Aprendendo a evitar a violência ou a agressividade verbal
Se Moisés precisou aprender a não agredir, nós também precisamos
aprender a ter essa força nas respostas, pois “a resposta branda desvia o furor,
mas a palavra dura suscita a ira.” (Provérbios 15:1) e “a longanimidade persuade o príncipe, e a língua branda
esmaga ossos.” (Provérbios 25:15). Portanto,
se você é daqueles que não se importa com o resultado do que diz, não se
importa em como vai ser compreendida a sua mensagem, sempre fala e as pessoas
se calam e se retraem, não pense que está tendo nenhuma vantagem com isso. Você
está perdendo e muito. Perde oportunidades de amizades até oportunidades de
emprego e negócios. Observe que os bons negociadores sempre evitam choques
diretos, procuram algo que possam concordar, apóiam os argumentos do outro
sempre que possível, fazem o possível para que sua opinião não se contraponha,
mas seja um acréscimo positivo daquilo que o outro diz ou quer. Concordar é
sempre um ponto de partida para um acordo satisfatório. Discordar não precisa
ser o princípio de uma guerra. Poupe os outros dos seus gostos pessoais
contrários. Eles não precisam saber que você achou o cabelo novo horrível, que
não gostou da cor do carro ou que acha aquele time um bando de pernas de pau. Como
você não sabe quem está escutando, evite falar comentários desaprovadores ou críticos diante de várias pessoas, mesmo que a
conversa seja individual, pois estará atingindo todos os ouvintes, mesmo sem
perceber. Você poderá estar fechando portas e corações para você sem mesmo
perceber. Pessoas críticas são evitadas pelas outras. Poucas pessoas conseguem
resistir à presença dos críticos, a maioria procura evitá-las.

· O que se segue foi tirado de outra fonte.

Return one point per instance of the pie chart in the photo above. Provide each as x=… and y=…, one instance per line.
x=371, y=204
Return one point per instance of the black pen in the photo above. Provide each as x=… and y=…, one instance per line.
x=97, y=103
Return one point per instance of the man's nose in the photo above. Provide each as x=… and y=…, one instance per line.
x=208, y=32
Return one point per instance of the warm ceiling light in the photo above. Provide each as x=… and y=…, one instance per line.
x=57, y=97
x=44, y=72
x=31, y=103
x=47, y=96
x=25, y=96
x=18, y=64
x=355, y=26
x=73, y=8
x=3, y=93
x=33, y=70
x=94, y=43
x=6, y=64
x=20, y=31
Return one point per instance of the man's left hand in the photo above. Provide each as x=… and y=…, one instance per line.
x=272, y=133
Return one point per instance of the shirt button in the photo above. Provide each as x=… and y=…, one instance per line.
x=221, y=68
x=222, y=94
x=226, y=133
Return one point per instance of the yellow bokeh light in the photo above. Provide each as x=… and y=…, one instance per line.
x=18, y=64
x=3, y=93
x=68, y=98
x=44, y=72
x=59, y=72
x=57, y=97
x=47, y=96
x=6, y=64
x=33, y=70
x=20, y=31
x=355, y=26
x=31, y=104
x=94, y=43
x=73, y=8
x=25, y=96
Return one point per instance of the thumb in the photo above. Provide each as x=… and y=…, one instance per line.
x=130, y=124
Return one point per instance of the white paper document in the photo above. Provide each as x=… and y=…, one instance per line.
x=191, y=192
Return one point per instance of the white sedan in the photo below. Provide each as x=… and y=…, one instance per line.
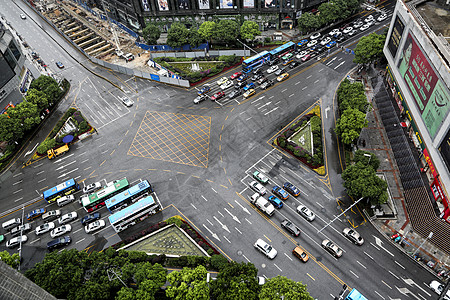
x=94, y=226
x=272, y=69
x=61, y=230
x=67, y=218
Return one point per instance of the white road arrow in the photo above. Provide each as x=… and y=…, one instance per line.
x=244, y=208
x=379, y=244
x=213, y=234
x=223, y=226
x=234, y=217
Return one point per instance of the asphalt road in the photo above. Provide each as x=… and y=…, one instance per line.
x=199, y=159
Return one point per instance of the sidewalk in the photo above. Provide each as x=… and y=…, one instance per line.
x=396, y=219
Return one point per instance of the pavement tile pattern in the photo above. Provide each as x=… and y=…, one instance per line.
x=177, y=138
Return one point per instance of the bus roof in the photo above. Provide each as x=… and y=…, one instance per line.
x=355, y=295
x=250, y=59
x=58, y=188
x=131, y=209
x=281, y=48
x=119, y=184
x=127, y=193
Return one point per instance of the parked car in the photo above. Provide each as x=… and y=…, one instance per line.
x=332, y=248
x=290, y=227
x=46, y=227
x=353, y=236
x=306, y=213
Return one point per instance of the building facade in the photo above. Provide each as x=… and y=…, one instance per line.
x=269, y=14
x=418, y=74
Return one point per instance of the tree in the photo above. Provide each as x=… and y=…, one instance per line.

Desse modo, para Deus não é a
sua capacidade de articular palavras sonoramente e intelectualmente que vai
fazer a diferença. Nem mesmo as palavras agradáveis de serem ouvidas por si só,
mas o coração na posição de servo, enviado por Deus, fazendo apenas aquilo que
Deus lhe enviou a fazer. Se queremos levar a Palavra de Deus ou qualquer
mensagem, precisamos aprender a escutar a Deus e às pessoas. O Senhor nos
socorrerá nas nossas limitações e falhas, mostrando a sua onipotência,
onisciência e onipresença. Como diz Paulo: “Ora, os dons
são diversos, mas o Espírito é o mesmo. E também há diversidade nos serviços,
mas o Senhor é o mesmo. E há diversidade nas realizações, mas o mesmo Deus é
quem opera tudo em todos.” (1 Coríntios 12:4-6). Ele pôde transformar um general truculento, sem um mínimo de paciência
ou capacidade de argumentação em um líder capaz de lidar diuturnamente com três
milhões de rebeldes, dos quais só a geração seguinte conseguiu receber aquilo
que podiam ter recebido após duas semanas da saída do Egito 40 anos depois.
Podemos utilizar o atraso como medida da teimosia e rebeldia daquele povo com o
qual Moisés lidou perfeitamente, após vencer sua língua e boca pesadas.